Discrete Lizard: Currently, I think that I have good tools that are even being improved as we speak. However, the system to give tools to the other users has been working sub-optimally on my site. This will be hard to fix. The company doesn't like making exceptions for reputation thresholds on privileges. It has this idea that StackOverflow (StackExchange's most popular forum) is the one and only model, and everything else should conform to it. This seems silly and disconnected from getting on the floor and looking around you.
I think of SE Inc similarly to my university board: disconnected from how research and education is actually done, and only concerned with the output, especially the societal relevance of the output. They foolishly believe they can ask everything top-down without even asking how it actually is done at the bottom.
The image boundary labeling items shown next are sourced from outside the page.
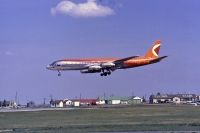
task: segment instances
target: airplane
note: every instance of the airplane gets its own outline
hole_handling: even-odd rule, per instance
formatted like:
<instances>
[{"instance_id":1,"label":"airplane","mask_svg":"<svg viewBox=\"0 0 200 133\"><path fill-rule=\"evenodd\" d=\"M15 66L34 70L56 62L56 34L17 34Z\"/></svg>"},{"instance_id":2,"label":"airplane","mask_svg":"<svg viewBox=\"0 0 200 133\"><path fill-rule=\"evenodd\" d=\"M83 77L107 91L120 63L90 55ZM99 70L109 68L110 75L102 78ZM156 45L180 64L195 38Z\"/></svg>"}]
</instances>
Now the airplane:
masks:
<instances>
[{"instance_id":1,"label":"airplane","mask_svg":"<svg viewBox=\"0 0 200 133\"><path fill-rule=\"evenodd\" d=\"M61 71L79 70L81 73L100 73L101 76L111 75L117 69L134 68L160 62L167 56L159 57L161 41L157 40L144 56L130 56L127 58L83 58L57 60L48 65L49 70Z\"/></svg>"}]
</instances>

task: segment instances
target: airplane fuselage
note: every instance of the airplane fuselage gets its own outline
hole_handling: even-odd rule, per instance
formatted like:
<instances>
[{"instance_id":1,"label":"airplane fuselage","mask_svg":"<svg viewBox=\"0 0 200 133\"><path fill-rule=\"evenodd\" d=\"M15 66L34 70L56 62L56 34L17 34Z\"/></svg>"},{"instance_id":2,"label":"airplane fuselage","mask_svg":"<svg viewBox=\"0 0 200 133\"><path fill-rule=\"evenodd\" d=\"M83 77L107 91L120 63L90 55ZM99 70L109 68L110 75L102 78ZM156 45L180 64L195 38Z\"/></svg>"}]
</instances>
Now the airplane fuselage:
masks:
<instances>
[{"instance_id":1,"label":"airplane fuselage","mask_svg":"<svg viewBox=\"0 0 200 133\"><path fill-rule=\"evenodd\" d=\"M159 57L160 41L148 50L144 56L131 56L127 58L85 58L64 59L53 62L47 66L49 70L59 72L64 70L80 70L81 73L101 73L101 76L110 75L116 69L126 69L157 63L167 56Z\"/></svg>"}]
</instances>

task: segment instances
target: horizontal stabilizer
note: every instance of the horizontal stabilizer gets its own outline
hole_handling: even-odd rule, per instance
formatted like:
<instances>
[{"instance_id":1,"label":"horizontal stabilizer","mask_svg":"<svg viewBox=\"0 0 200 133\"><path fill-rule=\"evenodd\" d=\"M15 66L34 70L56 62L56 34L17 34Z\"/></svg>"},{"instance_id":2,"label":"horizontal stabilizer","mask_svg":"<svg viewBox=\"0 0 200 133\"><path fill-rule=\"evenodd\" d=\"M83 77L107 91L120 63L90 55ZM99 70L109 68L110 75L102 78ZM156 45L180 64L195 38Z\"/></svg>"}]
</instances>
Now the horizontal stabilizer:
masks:
<instances>
[{"instance_id":1,"label":"horizontal stabilizer","mask_svg":"<svg viewBox=\"0 0 200 133\"><path fill-rule=\"evenodd\" d=\"M157 63L157 62L160 62L162 59L164 58L167 58L168 56L162 56L162 57L159 57L157 59L154 59L153 61L151 61L151 63Z\"/></svg>"}]
</instances>

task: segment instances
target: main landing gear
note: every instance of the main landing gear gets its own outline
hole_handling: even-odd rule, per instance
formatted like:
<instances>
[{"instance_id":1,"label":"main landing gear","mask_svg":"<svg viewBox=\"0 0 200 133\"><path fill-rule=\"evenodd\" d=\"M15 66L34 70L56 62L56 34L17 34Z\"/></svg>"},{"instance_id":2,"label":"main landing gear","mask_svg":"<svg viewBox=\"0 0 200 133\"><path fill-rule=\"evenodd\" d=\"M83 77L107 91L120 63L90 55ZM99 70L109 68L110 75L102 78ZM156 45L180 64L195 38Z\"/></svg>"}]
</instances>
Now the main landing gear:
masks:
<instances>
[{"instance_id":1,"label":"main landing gear","mask_svg":"<svg viewBox=\"0 0 200 133\"><path fill-rule=\"evenodd\" d=\"M107 75L110 75L111 74L111 71L110 70L102 70L102 73L100 74L101 76L107 76Z\"/></svg>"},{"instance_id":2,"label":"main landing gear","mask_svg":"<svg viewBox=\"0 0 200 133\"><path fill-rule=\"evenodd\" d=\"M60 71L58 71L58 76L61 76L61 73L60 73Z\"/></svg>"}]
</instances>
Newer projects, like Codidact and topanswers (created by dissatisfied SE users, including said exiled mod, and my veteran colleague and primary mentor, Gilles) have more interesting tooling choices.
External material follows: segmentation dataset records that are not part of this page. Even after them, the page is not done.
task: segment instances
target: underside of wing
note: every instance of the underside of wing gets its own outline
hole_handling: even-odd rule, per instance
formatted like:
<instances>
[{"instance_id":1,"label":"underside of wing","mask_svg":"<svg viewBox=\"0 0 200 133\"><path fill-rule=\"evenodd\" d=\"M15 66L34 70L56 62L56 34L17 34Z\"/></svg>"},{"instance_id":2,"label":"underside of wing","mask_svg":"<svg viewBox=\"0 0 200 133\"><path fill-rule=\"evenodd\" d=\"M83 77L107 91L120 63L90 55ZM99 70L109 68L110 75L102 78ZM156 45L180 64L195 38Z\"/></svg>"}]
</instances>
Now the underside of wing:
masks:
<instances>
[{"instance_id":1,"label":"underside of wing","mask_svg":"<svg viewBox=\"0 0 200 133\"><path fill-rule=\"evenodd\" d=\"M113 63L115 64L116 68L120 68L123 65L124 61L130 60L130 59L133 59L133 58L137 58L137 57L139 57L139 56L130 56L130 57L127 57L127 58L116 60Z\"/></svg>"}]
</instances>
Henrik: Tell me about Codidact. What are the most interesting differences from StackExchange, tooling- and culture-wise?
Discrete Lizard: Well, Codidact is still too small to do Q & A in a way that is comparable to SE. Still, from browsing their discussions, it seems they are both 1. taking it as a maxim that different topics and communities have different needs, and that the system should be flexible in this regard, and not pretend adaptations are modifications to the "one true form" of a Q&A site, and 2. are very idealistic, yet still experienced in how Q & A works, and craft the tools to support the construction of their community as they wish.
Some of them (among them several ex-moderators on SE) believe SE Inc. could no longer be trusted to carry out the mission of "creating and curating a library of questions and answers", jumped ship, and joined Codidact once it had a basic prototype.
While I agree with their ideas, the fact is that the community I care for is still on SE. Therefore, I remain on this platform. This is less than ideal, but this is how platforms operate as a business.
Henrik: It feels like a common dynamic with these platforms, where the company and the users grow increasingly misaligned as the platform has established strong network effects and shifts into extractive mode. A lot of people are hoping for different (web3) models that push more value toward the users, but I’m not sure how realistic it is to actually pull that off in a healthy way.
Discrete Lizard: My sense is that the only way would be to legally force platforms to be replaced by open protocols. I'd like the EU or US in particular to push this legislation one day.
Henrik: It will be interesting to see how our collective attempts to extract and distribute expert knowledge evolves. Thank you so much for taking the time to share your thoughts.
Very much enjoyed this interview. I haven't paid close attention to StackExchange most of the time, but followed the referenced moderator demotion in precise detail when it happened and came away thoroughly impressed with the members of various moderation teams on the site who spoke up in her defense. I'm looking forward to watching how Codidact continues to develop. Thanks for such a thoughtful conversation about these topics.
On the note of communities as gardens, this piece is among the most influential for my own moderation philosophy and, I believe, Scott Alexander's: https://www.lesswrong.com/posts/tscc3e5eujrsEeFN4/well-kept-gardens-die-by-pacifism
In practice, I'm not convinced there's a major difference between model 5 and model 4: no matter how careful a set of rules is made, it will ultimately come down to having trusted and capable people taking the lead with them, and culture will always expand beyond what's explicitly coded in the rules. I'm a strong proponent of experimentation with different moderation models, though, and always like seeing how they play out in practice.